Greensill Capital has seen a wave of board resignations in recent days, according to documents filed by Australian companies, including its chairman Maurice Thompson and its audit committee chairman Pat Allin. Filings show several other directors resigned about a month ago, including Lex Greensill’s brother Peter.
Understanding the network of exhibits is also part of the due diligence conducted by Apollo Global Management, which is in talks to acquire parts of Greensill.
Over the weekend, talks went “full speed”, although “there are many technical details yet to be worked out,” one person said. A deal could be worth around $ 100 million, said two people familiar with the matter.
The $ 455 billion U.S. investment group and its insurance subsidiary Athene want to go after Greensill’s most creditworthy clients and have reached out to some to reassure them that they will provide them with financing if the deals go through, said two people familiar with the matter.
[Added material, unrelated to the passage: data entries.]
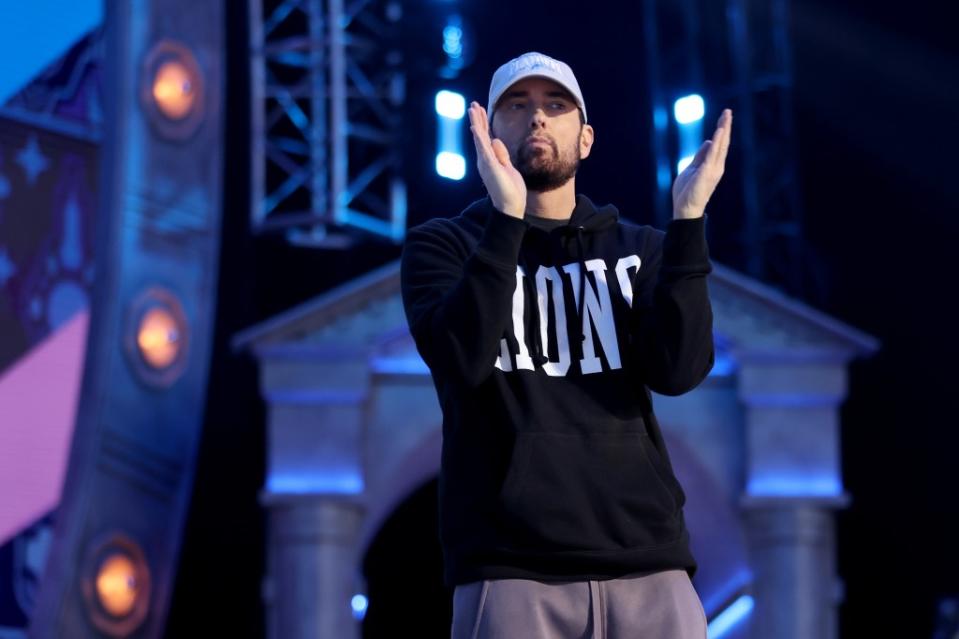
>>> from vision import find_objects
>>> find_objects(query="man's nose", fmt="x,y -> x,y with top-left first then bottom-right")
529,107 -> 546,129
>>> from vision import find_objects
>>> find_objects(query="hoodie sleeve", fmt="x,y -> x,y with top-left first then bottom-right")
630,216 -> 715,395
400,210 -> 529,386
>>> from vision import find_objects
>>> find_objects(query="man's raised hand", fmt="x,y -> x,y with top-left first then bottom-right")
673,109 -> 733,220
469,102 -> 526,218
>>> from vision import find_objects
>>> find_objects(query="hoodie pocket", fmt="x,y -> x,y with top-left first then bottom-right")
500,431 -> 682,551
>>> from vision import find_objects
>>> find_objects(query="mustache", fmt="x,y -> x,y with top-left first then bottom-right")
518,135 -> 559,154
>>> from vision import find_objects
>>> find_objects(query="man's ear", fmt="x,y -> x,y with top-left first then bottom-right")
579,124 -> 594,160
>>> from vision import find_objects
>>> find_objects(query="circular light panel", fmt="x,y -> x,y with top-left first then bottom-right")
153,60 -> 197,120
96,553 -> 140,617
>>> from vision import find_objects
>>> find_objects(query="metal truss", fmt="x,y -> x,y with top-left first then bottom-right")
726,0 -> 823,301
250,0 -> 406,247
643,0 -> 821,301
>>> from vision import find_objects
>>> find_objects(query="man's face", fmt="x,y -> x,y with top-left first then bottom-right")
491,78 -> 593,192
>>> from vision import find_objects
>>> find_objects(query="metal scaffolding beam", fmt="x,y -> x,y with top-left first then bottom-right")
250,0 -> 406,248
643,0 -> 822,301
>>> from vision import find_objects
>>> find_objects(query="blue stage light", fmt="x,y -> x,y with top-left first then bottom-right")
436,90 -> 466,120
673,93 -> 706,124
436,151 -> 466,180
350,595 -> 369,621
443,19 -> 463,58
706,595 -> 755,639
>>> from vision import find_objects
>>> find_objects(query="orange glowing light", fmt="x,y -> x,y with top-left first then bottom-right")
153,60 -> 197,120
137,307 -> 180,369
96,553 -> 140,617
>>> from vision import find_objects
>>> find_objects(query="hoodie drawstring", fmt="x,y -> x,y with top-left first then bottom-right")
576,225 -> 586,359
519,255 -> 549,366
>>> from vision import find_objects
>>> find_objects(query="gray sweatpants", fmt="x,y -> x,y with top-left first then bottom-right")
451,570 -> 706,639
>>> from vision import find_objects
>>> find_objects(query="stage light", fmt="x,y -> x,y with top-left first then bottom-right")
81,533 -> 152,637
124,287 -> 190,387
137,307 -> 180,369
435,90 -> 466,120
436,151 -> 466,180
350,595 -> 369,621
706,595 -> 754,639
140,40 -> 204,140
153,60 -> 196,120
673,93 -> 706,124
443,19 -> 463,59
96,553 -> 139,617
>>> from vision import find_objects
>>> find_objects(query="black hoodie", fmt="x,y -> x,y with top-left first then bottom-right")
402,196 -> 713,585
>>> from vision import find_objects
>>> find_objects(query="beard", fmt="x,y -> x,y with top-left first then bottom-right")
513,138 -> 579,193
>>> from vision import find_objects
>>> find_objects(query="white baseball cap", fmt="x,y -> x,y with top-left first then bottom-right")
486,51 -> 586,120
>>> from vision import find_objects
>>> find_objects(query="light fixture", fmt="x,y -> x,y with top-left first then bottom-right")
140,40 -> 207,140
81,532 -> 152,637
125,287 -> 190,387
153,60 -> 197,120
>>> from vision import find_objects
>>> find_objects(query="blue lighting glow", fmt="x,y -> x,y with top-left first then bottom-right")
350,595 -> 370,621
436,90 -> 466,120
673,93 -> 706,124
706,595 -> 755,639
443,21 -> 463,58
266,471 -> 364,495
436,151 -> 466,180
747,472 -> 843,497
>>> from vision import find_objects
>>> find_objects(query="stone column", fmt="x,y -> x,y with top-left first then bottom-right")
261,352 -> 369,639
263,495 -> 363,639
739,356 -> 849,639
743,498 -> 846,639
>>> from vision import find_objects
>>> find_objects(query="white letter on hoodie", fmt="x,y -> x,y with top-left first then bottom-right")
616,255 -> 642,308
494,266 -> 533,371
536,266 -> 570,377
563,259 -> 622,375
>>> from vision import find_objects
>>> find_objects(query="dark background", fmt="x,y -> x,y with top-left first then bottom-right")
167,0 -> 959,637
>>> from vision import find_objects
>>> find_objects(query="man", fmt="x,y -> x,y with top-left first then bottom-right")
402,53 -> 732,639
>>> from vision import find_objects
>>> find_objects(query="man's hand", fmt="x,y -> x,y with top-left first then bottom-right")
673,109 -> 733,220
469,102 -> 526,218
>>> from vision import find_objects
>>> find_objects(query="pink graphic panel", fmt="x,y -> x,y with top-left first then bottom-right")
0,310 -> 90,545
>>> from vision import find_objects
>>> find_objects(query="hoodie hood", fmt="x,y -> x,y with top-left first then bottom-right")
463,195 -> 619,233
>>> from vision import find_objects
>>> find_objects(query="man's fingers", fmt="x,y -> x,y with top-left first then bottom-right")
469,101 -> 489,135
470,126 -> 496,164
491,138 -> 513,166
706,109 -> 733,169
689,140 -> 716,167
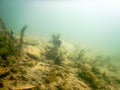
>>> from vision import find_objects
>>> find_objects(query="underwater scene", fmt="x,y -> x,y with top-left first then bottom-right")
0,0 -> 120,90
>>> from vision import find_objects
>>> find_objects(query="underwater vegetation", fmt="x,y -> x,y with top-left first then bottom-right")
45,34 -> 63,65
0,19 -> 120,90
0,18 -> 27,67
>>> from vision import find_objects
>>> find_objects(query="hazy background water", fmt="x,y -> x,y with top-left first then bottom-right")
0,0 -> 120,59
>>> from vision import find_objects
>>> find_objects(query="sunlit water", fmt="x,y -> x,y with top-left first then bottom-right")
0,0 -> 120,64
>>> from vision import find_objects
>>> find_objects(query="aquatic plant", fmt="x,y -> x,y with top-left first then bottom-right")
0,18 -> 27,67
45,34 -> 63,65
77,64 -> 105,89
However, Apollo will not be exposing itself to GFG and could also leave behind many SoftBank-backed companies that Greensill funded through Credit Suisse funds, a person familiar with the process said. SoftBank has a stake in Greensill through its Vision Fund and the Japanese group’s portfolio companies have also borrowed from it.
Apollo is particularly keen to take over Finacity, which Greensill acquired in 2019, the people said. Finacity primarily provides administrative services that underpin the invoice securitization process. Apollo declined to comment.
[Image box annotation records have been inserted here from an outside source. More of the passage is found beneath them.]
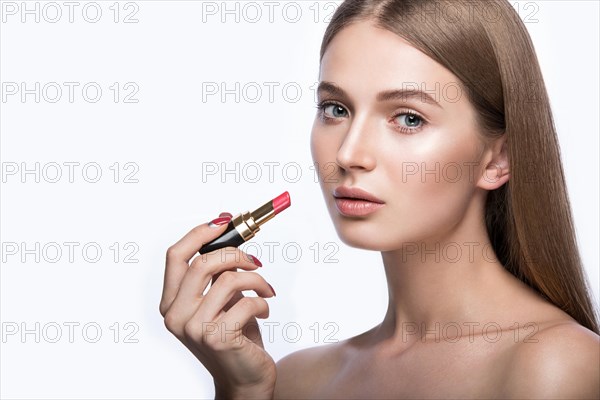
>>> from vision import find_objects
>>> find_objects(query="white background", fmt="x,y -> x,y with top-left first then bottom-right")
0,1 -> 600,399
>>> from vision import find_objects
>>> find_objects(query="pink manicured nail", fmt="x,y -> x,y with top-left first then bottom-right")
208,217 -> 231,228
249,254 -> 262,267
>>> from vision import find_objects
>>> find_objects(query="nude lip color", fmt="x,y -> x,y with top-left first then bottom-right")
198,192 -> 292,254
333,186 -> 385,217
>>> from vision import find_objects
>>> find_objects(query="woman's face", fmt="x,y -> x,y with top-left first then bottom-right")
311,22 -> 496,251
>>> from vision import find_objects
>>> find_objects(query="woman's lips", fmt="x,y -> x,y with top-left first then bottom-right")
335,197 -> 385,217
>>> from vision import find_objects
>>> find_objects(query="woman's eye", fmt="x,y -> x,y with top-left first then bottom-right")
323,104 -> 348,118
397,114 -> 423,128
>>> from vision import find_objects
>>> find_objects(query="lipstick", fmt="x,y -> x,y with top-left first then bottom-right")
199,192 -> 292,254
333,186 -> 385,217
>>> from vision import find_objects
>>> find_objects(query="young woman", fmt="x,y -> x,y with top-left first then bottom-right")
160,0 -> 600,399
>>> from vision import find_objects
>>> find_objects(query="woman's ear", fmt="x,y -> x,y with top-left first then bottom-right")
477,134 -> 510,190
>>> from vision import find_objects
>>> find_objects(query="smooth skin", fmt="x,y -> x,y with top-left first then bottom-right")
160,213 -> 276,399
275,21 -> 600,399
160,21 -> 600,399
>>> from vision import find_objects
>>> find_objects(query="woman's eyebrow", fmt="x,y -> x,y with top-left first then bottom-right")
317,81 -> 443,108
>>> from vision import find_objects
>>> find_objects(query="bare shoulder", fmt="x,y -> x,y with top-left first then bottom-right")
504,321 -> 600,399
274,342 -> 344,399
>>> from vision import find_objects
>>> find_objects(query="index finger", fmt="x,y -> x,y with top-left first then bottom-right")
160,213 -> 231,315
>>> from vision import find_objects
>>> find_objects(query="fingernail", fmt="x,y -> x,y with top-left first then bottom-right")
250,254 -> 262,267
208,217 -> 231,228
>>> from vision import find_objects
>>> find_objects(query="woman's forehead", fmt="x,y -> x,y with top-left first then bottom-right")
319,21 -> 458,97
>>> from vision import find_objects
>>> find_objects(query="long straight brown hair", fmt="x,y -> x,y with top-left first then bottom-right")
320,0 -> 600,334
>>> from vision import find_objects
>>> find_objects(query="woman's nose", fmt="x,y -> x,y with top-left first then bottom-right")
336,116 -> 375,171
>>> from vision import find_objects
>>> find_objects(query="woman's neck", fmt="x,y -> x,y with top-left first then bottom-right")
375,192 -> 523,343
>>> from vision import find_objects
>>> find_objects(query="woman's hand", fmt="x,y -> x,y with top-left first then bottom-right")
160,213 -> 276,399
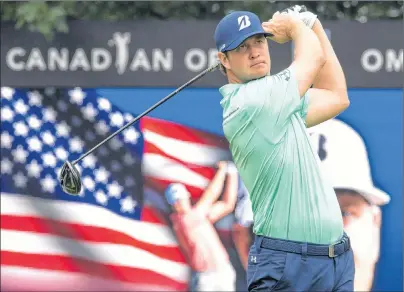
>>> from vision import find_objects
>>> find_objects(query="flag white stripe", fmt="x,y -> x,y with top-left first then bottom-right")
143,153 -> 209,189
1,193 -> 178,247
143,130 -> 231,166
1,265 -> 179,291
0,230 -> 189,282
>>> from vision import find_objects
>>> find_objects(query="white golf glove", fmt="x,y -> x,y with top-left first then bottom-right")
281,5 -> 317,28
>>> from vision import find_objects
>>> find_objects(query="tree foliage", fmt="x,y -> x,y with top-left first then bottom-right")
1,1 -> 404,39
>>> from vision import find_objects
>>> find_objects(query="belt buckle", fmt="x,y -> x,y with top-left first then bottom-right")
328,245 -> 335,258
There are also questions about insurers’ exposure to Greensill. Court filings last week showed the group was trying to restore about $ 4.6 billion in credit insurance, warning that the loss of coverage could trigger a wave of insolvency.
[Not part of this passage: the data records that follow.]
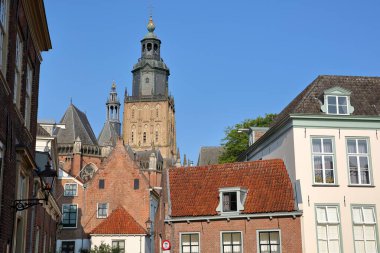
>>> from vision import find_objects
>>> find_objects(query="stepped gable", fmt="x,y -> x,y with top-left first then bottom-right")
169,159 -> 295,217
98,120 -> 119,147
57,104 -> 98,145
90,206 -> 147,235
272,75 -> 380,126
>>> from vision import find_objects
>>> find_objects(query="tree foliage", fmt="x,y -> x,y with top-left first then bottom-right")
219,113 -> 277,163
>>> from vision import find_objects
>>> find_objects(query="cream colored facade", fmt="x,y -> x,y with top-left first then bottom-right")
246,115 -> 380,253
123,99 -> 177,159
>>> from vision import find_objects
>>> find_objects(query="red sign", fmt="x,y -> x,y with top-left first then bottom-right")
162,240 -> 171,250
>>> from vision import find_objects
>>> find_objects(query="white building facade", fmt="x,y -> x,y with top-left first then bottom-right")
240,76 -> 380,253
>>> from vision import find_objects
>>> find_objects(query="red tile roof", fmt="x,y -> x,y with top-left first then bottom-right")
90,207 -> 147,235
169,159 -> 295,217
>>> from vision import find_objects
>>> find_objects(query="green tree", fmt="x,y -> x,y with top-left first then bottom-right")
219,113 -> 277,163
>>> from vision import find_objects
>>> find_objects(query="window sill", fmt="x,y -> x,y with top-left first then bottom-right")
347,184 -> 376,188
312,184 -> 339,187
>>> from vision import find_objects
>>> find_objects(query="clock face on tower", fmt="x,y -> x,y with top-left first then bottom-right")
140,73 -> 154,96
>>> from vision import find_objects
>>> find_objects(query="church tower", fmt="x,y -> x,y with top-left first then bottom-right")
123,17 -> 177,162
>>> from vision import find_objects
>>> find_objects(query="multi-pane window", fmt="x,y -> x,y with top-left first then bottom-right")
62,204 -> 78,228
25,63 -> 33,129
13,33 -> 23,108
316,206 -> 341,253
222,232 -> 242,253
352,206 -> 378,253
258,231 -> 281,253
61,241 -> 75,253
63,184 -> 78,196
223,192 -> 237,212
347,139 -> 371,185
97,203 -> 108,218
181,233 -> 199,253
112,240 -> 125,253
311,138 -> 335,184
0,0 -> 8,71
327,96 -> 348,115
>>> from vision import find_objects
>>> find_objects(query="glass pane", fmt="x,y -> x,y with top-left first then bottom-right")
347,140 -> 357,154
327,207 -> 338,222
329,226 -> 339,240
358,140 -> 368,154
312,139 -> 322,153
270,232 -> 280,244
232,233 -> 240,244
260,232 -> 269,244
323,139 -> 332,153
317,226 -> 327,240
354,226 -> 364,240
182,235 -> 190,245
363,208 -> 375,223
352,207 -> 363,223
317,207 -> 327,222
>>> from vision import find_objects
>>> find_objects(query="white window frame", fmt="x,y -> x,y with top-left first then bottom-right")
63,183 -> 78,197
220,231 -> 244,253
96,202 -> 109,219
62,204 -> 78,229
346,137 -> 373,186
311,136 -> 337,185
256,229 -> 282,253
216,187 -> 248,215
315,204 -> 343,252
351,205 -> 379,252
24,60 -> 33,130
326,95 -> 350,115
13,32 -> 24,109
179,232 -> 201,253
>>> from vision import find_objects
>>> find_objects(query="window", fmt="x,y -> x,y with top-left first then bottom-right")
347,139 -> 371,185
99,179 -> 105,189
112,240 -> 125,253
222,232 -> 243,253
61,241 -> 75,253
97,203 -> 108,218
326,96 -> 348,115
352,206 -> 378,253
223,192 -> 237,212
63,184 -> 78,197
181,233 -> 199,253
0,0 -> 8,72
257,231 -> 281,253
25,63 -> 33,129
216,187 -> 247,215
316,206 -> 341,252
13,33 -> 23,109
311,138 -> 335,184
62,204 -> 78,228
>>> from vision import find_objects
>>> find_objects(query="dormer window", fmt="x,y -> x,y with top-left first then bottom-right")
216,187 -> 247,214
321,86 -> 354,115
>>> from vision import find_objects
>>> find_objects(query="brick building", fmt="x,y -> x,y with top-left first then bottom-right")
155,160 -> 302,253
0,0 -> 55,253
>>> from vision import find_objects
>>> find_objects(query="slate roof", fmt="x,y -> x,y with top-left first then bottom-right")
169,159 -> 295,217
272,75 -> 380,126
197,147 -> 223,166
90,206 -> 147,235
57,104 -> 98,145
98,120 -> 119,147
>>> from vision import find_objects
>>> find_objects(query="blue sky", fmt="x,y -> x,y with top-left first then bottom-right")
38,0 -> 380,163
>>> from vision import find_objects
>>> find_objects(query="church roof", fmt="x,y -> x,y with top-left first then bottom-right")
57,104 -> 98,145
90,206 -> 146,235
98,120 -> 119,147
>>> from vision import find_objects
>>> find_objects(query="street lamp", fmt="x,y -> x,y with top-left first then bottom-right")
12,161 -> 57,211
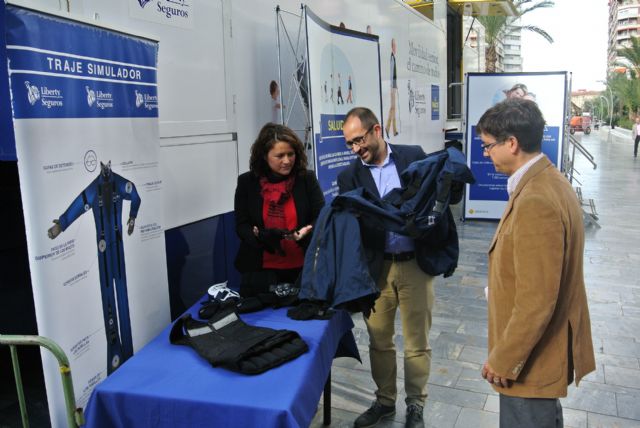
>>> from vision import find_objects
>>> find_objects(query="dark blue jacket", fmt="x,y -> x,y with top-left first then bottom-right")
332,146 -> 475,277
298,205 -> 380,314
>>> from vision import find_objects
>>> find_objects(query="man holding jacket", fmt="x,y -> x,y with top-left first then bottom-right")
480,99 -> 595,428
338,107 -> 435,428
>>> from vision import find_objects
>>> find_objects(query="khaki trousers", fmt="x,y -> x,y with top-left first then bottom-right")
365,259 -> 435,406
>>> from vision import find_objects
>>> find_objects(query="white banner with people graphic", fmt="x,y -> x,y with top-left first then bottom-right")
4,5 -> 170,426
464,72 -> 568,219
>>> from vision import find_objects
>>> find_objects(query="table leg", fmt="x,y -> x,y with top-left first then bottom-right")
322,370 -> 331,426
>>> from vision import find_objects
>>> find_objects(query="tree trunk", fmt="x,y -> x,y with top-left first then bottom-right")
484,43 -> 498,73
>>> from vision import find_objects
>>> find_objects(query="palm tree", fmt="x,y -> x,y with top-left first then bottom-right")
618,37 -> 640,79
476,0 -> 555,73
607,37 -> 640,119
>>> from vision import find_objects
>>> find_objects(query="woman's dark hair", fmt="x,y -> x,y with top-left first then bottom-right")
249,123 -> 307,177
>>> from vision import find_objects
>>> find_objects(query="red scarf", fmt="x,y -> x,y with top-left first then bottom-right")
260,175 -> 304,269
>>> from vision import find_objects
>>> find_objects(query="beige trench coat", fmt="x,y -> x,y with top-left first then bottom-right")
488,157 -> 595,398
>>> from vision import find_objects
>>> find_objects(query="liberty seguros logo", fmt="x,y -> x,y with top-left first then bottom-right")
85,86 -> 96,107
84,86 -> 113,110
24,80 -> 40,105
24,80 -> 64,108
134,89 -> 158,110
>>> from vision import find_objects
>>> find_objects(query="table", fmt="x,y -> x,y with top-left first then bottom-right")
85,304 -> 359,428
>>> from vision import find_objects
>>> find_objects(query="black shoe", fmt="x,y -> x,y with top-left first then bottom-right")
353,400 -> 396,428
404,404 -> 424,428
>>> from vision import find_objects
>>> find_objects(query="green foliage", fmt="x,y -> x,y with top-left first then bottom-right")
476,0 -> 555,73
616,117 -> 633,129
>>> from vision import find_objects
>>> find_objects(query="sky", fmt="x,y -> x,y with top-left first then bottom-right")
522,0 -> 609,91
The main risk concerns the Japanese company Tokio Marine, which fired an underwriter last year after assuring that it was insuring amounts to Greensill “in excess of its delegated authority”, the total exceeding 10 billion Australian dollars (7.7 billion US dollars). Tokio Marine declined to comment on its remaining exposure.
Insurance Australia Group, another insurer who has done business with Greensill, does not believe he is exposed in any meaningful way, a person familiar with the matter said.
Whatever the final toll of the financial system as a whole, Greensill’s fate affects GFG, which entrepreneur Sanjeev Gupta has built in a sprawling empire, spanning metals and banking, with $ 20 billion in revenue and 30,000 employees. .
Union officials in the UK are expected to hold close talks as early as Tuesday with Gupta amid growing concerns among workers and local politicians over the financial viability of Liberty Steel, the group’s main metal business. One of the axes of the discussions should be the group’s specialized steel plant in Rotherham.
Current production is due to end this Friday, but there are concerns about the availability of working capital afterwards, according to two people familiar with the situation. Some Liberty Steel scrap suppliers have also started reducing their financial exposure to the group, either asking for cash in advance or not renewing contracts on the advice of commercial credit insurers.
GFG declined to comment on the concerns. A spokesperson for the Community Steel Union said it would seek “assurances on behalf of our members” when meeting with Gupta this week.
Gupta depended on Greensill during its expansion. According to people with first-hand knowledge of the subject, Greensill Bank provided around € 2 billion in financing to the entrepreneur along with other supply chain finance from other parts of Greensill.
BaFin said earlier this month that during KPMG’s special audit of Greensill Bank, the lender “was unable to provide proof of the existence of receivables on its balance sheet that it had purchased. to the GFG Alliance Group ”.
Last week, Greensill Bank said it had sought legal and audit advice on the treatment of assets on its books. GFG, who has not been charged with wrongdoing, declined to comment.
Gupta’s main foray into the traditional bank debt market was its acquisition in 2018 of an aluminum smelter in Dunkirk. The operation was backed by a loan of 350 million dollars, granted by lenders including European banks such as BNP Paribas and Natixis.
Flight reported in 2019 that the loan went into “technical default” earlier that year due to breach of terms.
The FT revealed last year that Gupta’s own UK lender, Wyelands Bank, had funded its larger business empire through a network of front companies. The UK’s Prudential Regulation Authority last week ordered Wyelands to return depositors’ money.